Elements of Good Teaching

My own Elements of Good Teaching adapted from Doug Shaw’s original list. I’m not personally keen on all the Pink Floyd quotes but there we are!

I. Management

A. Organizing the information-flow

  1. Policies and expectations about class procedures such as assessment, homework, and student behavior should be clearly stated.
  2. Homework should be announced far enough in advance, collected regularly, marked efficiently, and returned promptly.
  3. Assessment policies should be fair and conveyed unambiguously.

B. Planning the time

  1. Staying with the syllabus.
  2. Publish and draw regular attention to the class Learning Objectives in an open and clear manner for all to see.
  3. Organizing the class period including outlining at the beginning of class and closing with a smooth summary.
  4. Scheduling well in advance for student presentations, quizzes, reviews, etc.
  5. Adjusting plans when suddenly faced with too much time or too little time.

C. Managing the students

  1. Keeping order and focus.
  2. Handling interruptions.
  3. Fostering attendance and promptness.

II. Communication

A. Content

  1. Knows the subject and is well-prepared.
  2. Gives clear explanations.
  3. Stresses the basics.
  4. Sets an appropriate level/tempo.
  5. Anticipates student difficulty.

B. Presentations

  1. Presents with enthusiasm!
  2. Interests and stimulates students.
  3. Exhibits good whiteboard work.
  4. Encourages questions.
  5. Appears self-confident and poised.
  6. Speaks loudly enough and clearly; uses eye-contact.

III. Respect

A. “No dark sarcasm in the classroom

  1. Avoids gratuitous harshness. (“We’ve been over and over this.
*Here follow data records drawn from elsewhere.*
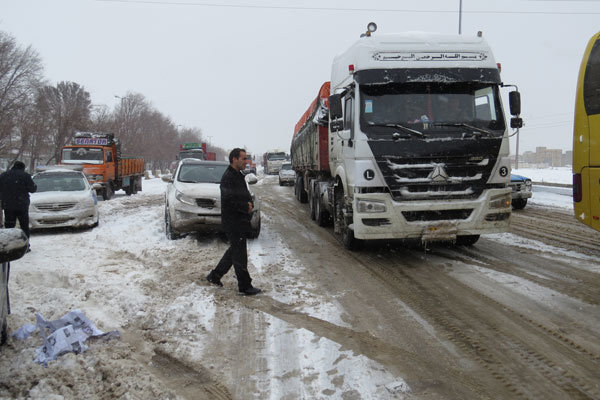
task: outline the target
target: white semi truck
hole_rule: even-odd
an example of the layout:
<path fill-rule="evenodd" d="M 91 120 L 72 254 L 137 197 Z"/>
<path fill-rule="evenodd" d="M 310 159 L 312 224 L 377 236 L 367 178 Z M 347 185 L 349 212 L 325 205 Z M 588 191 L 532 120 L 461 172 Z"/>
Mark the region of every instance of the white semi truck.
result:
<path fill-rule="evenodd" d="M 481 34 L 362 35 L 296 124 L 295 195 L 346 248 L 475 243 L 511 215 L 500 69 Z M 374 25 L 374 24 L 373 24 Z M 509 93 L 512 128 L 520 94 Z"/>

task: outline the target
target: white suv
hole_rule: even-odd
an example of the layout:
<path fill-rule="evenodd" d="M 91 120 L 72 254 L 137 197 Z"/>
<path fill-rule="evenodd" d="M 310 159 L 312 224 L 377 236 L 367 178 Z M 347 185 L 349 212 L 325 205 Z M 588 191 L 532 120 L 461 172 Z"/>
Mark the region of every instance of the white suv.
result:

When are you planning on learning it?” “This is about as easy as it gets.” “Didn’t you learn anything last term?”)
  2. Avoids callous feedback.
  3. Listens to students, never talks down to them.

B. “Teacher leave them kids alone

  1. Promotes gender and racial equity.
  2. Avoids personal criticism; student-instructor, instructor-student, student-student.
  3. Assigns marks fairly.

C. “All in all, you’re all just bricks in the wall

  1. Learns and uses student names.
  2. Shows concern for individual students and attempts to see things from their points of view.
  3. Makes exceptions when appropriate.
  4. Tries to be available.
  5. Individualizes instruction if possible, especially during office hours.
  6. Ensures regular individual feedback and “feeds forward”.

IV. Commitment

A. Devotes the “right” amount of time to teaching the particulars.

  1. 20 teaching hours a week (per Collective Agreement).
  2. Makes appropriate use of  5 non-contact hours for planning and development.

B. Utilizes opportunities to develop professionally

  1. Participates in staff meetings.
  2. Cooperates with co-workers.
  3. Experiments and improves.
  4. Provides Professional Learning opportunities peers within personal specialities.

V. Outcome

A. Students are successful in the course.

B. Students agree that “this is an excellent course”.

C. Students agree that “this is an excellent teacher”.

D. Happy students make successful and generous alumni.